Kann man virtuellen Geräten nicht eine VID:PID verpassen. Diese müssen halt ein kompatibles Interface vorweisen und die Komandos über einen Übersetzungsmechanismus an die Konkrete JTAG-Hardware weiterleiten. Wenn eine Software gerade einen Virtuellen Adapter benutzt sind die anderen halt Busy und können nicht geöffnet werden.
uwe schrieb: > Kann man virtuellen Geräten nicht eine VID:PID verpassen. Geht das jetzt nicht langsam in Richtung kompletter Overkill? Was ist denn gewonnen, wenn man so ein Softwaremonster verwendet? Wer unter uns arbeitet ständig mit mehreren unterschiedlichen Prozessor- oder FPGA-/CPLD-Architekturen, daß er zig unterschiedliche Programmier- resp. JTAG-Adapter benötigt? Ansonsten: Ein Ansatz, um so etwas hinzubekommen, wäre die Verwendung eines USB-over-IP-Treibers, der statt mit einem per Netzwerk entfernt angebundenem USB-Device-Server mit virtuell angebundenen USB-Devices arbeitet. Die erforderlichen Treiber ließen sich beispielsweise hiervon http://usbip.sourceforge.net/ ableiten.

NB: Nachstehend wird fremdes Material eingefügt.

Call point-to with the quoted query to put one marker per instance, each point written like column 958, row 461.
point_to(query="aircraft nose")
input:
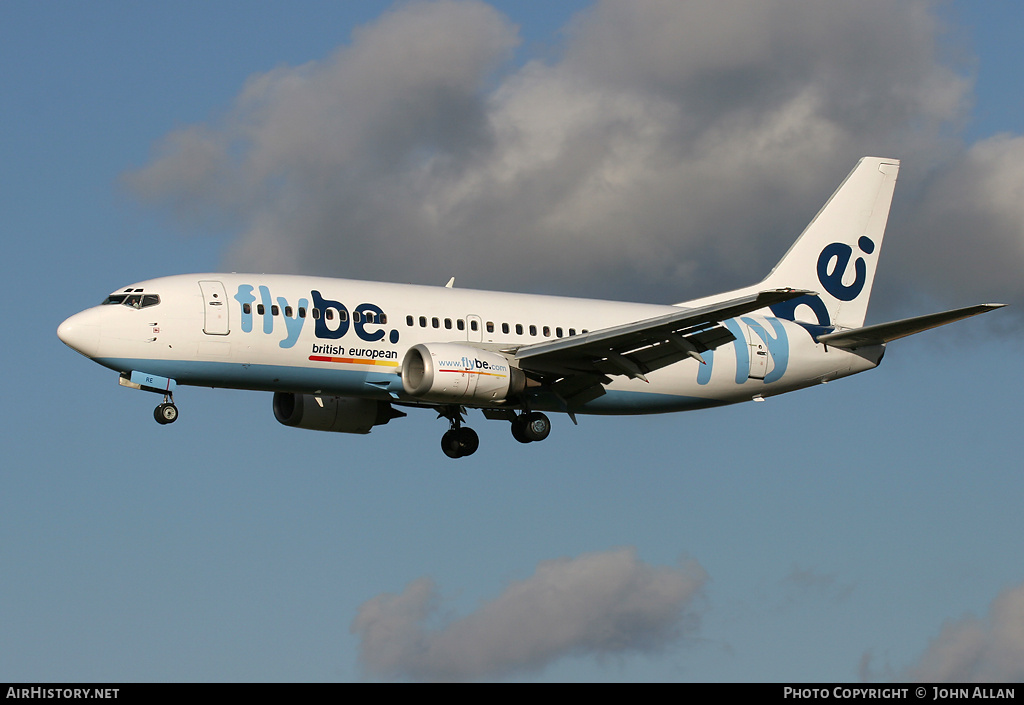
column 80, row 335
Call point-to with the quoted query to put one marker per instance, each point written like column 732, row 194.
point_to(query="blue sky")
column 848, row 532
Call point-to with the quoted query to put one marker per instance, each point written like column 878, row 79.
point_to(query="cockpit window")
column 132, row 300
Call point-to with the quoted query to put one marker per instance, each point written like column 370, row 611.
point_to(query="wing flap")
column 886, row 332
column 636, row 348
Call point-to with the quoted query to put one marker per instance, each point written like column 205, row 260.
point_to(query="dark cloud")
column 596, row 605
column 673, row 150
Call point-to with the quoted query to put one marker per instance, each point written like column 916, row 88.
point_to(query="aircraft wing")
column 581, row 362
column 885, row 332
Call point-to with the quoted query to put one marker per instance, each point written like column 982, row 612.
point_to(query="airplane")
column 347, row 356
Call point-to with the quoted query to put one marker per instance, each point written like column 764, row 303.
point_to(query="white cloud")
column 673, row 150
column 978, row 650
column 595, row 605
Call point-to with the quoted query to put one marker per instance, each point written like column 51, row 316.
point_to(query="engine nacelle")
column 339, row 414
column 450, row 372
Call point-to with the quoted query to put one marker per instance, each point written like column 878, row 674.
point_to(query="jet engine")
column 450, row 372
column 339, row 414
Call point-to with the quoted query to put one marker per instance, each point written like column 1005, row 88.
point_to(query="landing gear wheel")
column 536, row 426
column 468, row 441
column 519, row 428
column 459, row 443
column 450, row 444
column 166, row 413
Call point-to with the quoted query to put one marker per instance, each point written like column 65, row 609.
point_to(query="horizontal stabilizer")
column 884, row 332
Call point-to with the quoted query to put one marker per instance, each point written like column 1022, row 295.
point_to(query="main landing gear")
column 530, row 426
column 459, row 441
column 166, row 412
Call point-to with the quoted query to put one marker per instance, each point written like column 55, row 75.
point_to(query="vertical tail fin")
column 837, row 253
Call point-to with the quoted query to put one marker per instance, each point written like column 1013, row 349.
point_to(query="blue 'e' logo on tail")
column 842, row 253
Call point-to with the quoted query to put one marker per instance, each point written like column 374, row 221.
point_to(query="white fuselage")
column 344, row 337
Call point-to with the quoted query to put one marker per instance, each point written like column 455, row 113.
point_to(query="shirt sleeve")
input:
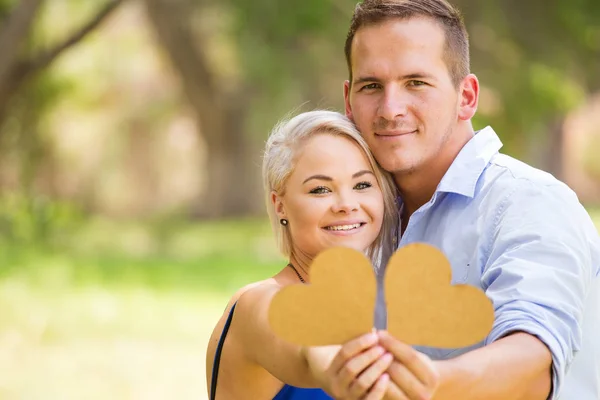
column 540, row 268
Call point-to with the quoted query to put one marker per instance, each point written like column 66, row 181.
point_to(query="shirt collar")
column 469, row 164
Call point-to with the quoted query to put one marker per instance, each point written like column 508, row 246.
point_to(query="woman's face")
column 331, row 198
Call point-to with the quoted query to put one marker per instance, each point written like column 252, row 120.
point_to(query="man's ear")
column 277, row 202
column 347, row 99
column 469, row 97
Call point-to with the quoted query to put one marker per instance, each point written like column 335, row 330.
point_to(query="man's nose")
column 393, row 104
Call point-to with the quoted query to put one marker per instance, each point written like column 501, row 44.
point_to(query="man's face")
column 402, row 98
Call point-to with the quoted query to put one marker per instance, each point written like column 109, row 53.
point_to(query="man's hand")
column 357, row 371
column 413, row 375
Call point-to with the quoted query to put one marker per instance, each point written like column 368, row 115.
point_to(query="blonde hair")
column 281, row 150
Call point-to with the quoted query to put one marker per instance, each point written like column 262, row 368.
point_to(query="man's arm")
column 515, row 367
column 540, row 262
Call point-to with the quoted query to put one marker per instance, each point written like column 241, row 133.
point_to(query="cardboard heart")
column 424, row 309
column 337, row 306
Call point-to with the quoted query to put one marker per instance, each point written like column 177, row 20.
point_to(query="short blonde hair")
column 281, row 150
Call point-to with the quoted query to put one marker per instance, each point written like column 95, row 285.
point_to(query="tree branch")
column 15, row 30
column 45, row 58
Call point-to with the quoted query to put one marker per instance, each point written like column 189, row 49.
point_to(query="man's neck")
column 418, row 186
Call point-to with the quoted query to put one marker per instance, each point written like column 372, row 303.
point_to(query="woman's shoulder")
column 246, row 300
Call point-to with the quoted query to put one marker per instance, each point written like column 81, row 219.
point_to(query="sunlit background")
column 131, row 132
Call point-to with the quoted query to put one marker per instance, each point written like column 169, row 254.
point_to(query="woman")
column 323, row 189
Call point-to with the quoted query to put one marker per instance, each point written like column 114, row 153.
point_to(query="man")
column 512, row 230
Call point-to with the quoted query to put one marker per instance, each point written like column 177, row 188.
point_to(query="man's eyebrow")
column 364, row 79
column 361, row 173
column 372, row 79
column 318, row 177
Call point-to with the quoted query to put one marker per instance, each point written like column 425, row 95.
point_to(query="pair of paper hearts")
column 422, row 307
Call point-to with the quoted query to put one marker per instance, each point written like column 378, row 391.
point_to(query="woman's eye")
column 320, row 190
column 363, row 185
column 416, row 83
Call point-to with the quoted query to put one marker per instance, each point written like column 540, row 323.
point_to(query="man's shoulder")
column 507, row 175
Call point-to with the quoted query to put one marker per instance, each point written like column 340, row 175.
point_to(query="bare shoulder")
column 246, row 299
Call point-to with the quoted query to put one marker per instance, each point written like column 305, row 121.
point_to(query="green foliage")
column 35, row 221
column 591, row 161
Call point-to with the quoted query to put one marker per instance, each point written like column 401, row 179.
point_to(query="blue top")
column 522, row 236
column 286, row 393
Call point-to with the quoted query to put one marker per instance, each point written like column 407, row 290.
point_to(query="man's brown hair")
column 456, row 52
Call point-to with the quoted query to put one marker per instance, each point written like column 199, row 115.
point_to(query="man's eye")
column 363, row 185
column 320, row 190
column 370, row 86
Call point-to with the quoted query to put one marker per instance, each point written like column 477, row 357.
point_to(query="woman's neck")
column 301, row 263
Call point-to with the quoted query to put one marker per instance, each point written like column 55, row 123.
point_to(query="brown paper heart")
column 424, row 309
column 337, row 306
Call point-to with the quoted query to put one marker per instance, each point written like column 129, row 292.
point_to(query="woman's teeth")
column 343, row 227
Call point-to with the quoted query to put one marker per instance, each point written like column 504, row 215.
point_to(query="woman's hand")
column 413, row 375
column 357, row 370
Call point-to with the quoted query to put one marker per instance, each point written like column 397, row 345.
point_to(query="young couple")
column 405, row 159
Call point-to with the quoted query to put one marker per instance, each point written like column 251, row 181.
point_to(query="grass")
column 123, row 310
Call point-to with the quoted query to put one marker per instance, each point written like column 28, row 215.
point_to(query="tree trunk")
column 231, row 175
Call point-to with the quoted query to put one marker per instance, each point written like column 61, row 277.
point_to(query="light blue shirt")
column 522, row 236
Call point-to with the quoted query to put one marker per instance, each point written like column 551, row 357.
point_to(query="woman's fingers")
column 419, row 366
column 363, row 383
column 379, row 389
column 351, row 349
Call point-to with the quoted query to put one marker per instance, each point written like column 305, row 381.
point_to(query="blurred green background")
column 131, row 132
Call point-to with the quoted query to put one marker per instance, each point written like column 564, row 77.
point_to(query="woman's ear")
column 277, row 201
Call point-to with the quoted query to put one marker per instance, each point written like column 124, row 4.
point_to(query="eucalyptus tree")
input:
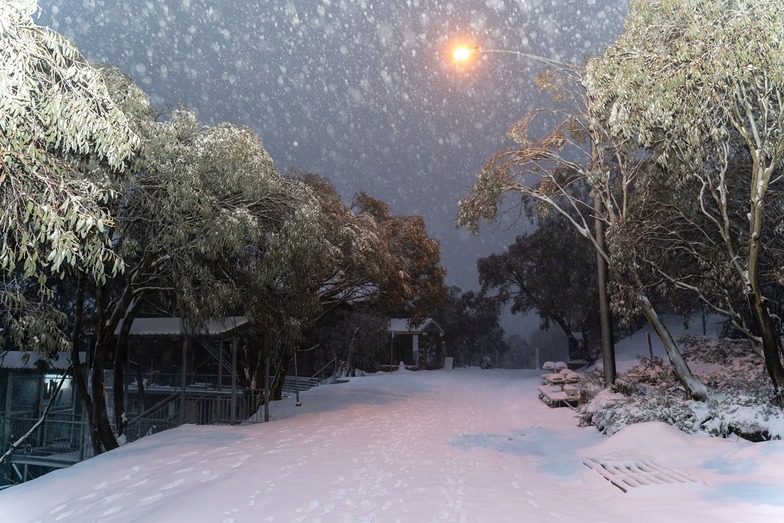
column 701, row 84
column 551, row 271
column 207, row 227
column 567, row 170
column 58, row 125
column 411, row 283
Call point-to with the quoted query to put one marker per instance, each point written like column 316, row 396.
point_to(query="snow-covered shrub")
column 740, row 394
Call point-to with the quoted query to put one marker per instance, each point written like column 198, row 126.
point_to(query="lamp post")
column 462, row 53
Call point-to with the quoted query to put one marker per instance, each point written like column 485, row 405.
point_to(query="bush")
column 739, row 403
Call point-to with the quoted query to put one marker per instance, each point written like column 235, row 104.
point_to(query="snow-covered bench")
column 559, row 388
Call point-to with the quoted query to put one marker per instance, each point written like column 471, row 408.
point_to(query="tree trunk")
column 771, row 340
column 120, row 364
column 693, row 385
column 79, row 372
column 605, row 315
column 350, row 356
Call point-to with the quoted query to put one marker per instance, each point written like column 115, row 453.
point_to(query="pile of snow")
column 465, row 445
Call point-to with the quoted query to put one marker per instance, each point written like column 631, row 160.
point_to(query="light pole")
column 462, row 53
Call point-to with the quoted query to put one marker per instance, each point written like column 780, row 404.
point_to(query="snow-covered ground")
column 466, row 445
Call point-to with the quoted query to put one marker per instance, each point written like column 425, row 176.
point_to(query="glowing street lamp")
column 462, row 53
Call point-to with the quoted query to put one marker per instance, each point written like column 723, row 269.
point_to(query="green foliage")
column 58, row 125
column 55, row 114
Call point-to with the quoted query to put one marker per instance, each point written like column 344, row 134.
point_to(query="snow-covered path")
column 466, row 445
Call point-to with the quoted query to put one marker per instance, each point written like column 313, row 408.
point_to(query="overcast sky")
column 360, row 91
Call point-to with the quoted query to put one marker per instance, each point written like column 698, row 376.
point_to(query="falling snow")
column 362, row 92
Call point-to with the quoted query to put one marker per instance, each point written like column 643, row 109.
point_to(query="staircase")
column 292, row 384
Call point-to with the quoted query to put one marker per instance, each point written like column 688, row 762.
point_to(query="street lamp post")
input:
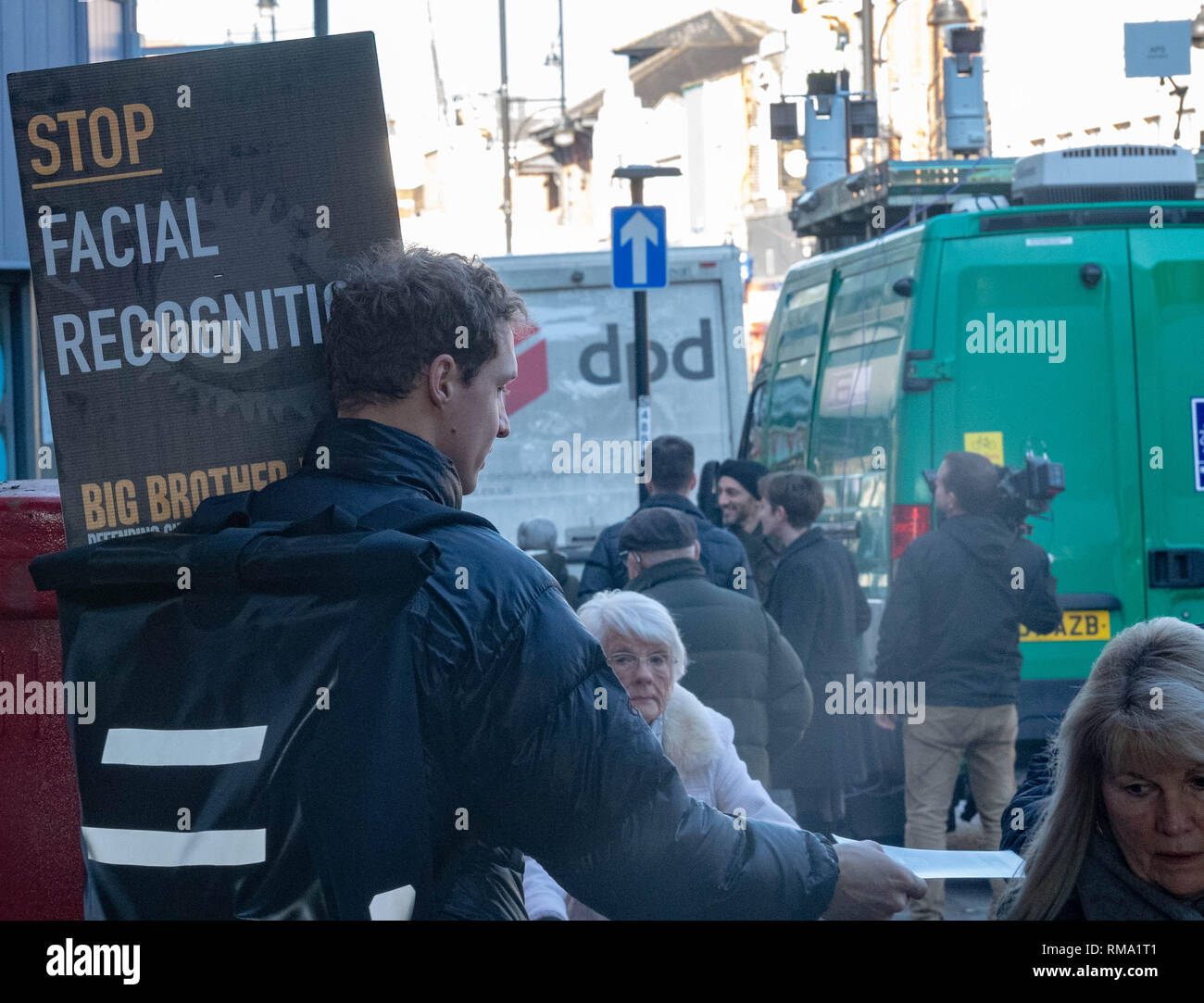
column 506, row 132
column 269, row 7
column 942, row 15
column 636, row 175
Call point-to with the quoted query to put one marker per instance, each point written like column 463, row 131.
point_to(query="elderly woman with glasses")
column 643, row 648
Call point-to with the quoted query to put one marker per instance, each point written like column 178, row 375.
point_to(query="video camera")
column 1023, row 492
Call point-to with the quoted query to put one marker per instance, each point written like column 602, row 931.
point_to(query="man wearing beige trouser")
column 958, row 597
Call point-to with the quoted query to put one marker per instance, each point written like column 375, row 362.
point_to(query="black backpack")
column 256, row 751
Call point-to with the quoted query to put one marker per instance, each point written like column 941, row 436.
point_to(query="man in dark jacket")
column 952, row 625
column 739, row 500
column 671, row 480
column 738, row 661
column 529, row 739
column 821, row 609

uwe schrieb: > Kann man virtuellen Geräten nicht eine VID:PID verpassen. USB Specs mal überflogen? VID:PID gibts nur pro Device. Interfaces ("Virtuelle Geräte") laufen alle mit derselben VID:PID des Geräts.
Rufus Τ. F. schrieb: > Geht das jetzt nicht langsam in Richtung kompletter Overkill? > > Was ist denn gewonnen, wenn man so ein Softwaremonster verwendet Nix, zumal OpenOCD mit einem FTDI basierten JTAG Adapter genau das schon tut. Nur untersützt OpenOCD halt nicht alle möglichen µCs, sondern nur die mit offenen Specs oder die wo der Hersteller das selbst einprogrammiert - was vermutlich so gut wie niemand getan hat. Außerdem ist JTAG extern in Hardware oft schneller weil weniger Daten über den USB Bus müssen.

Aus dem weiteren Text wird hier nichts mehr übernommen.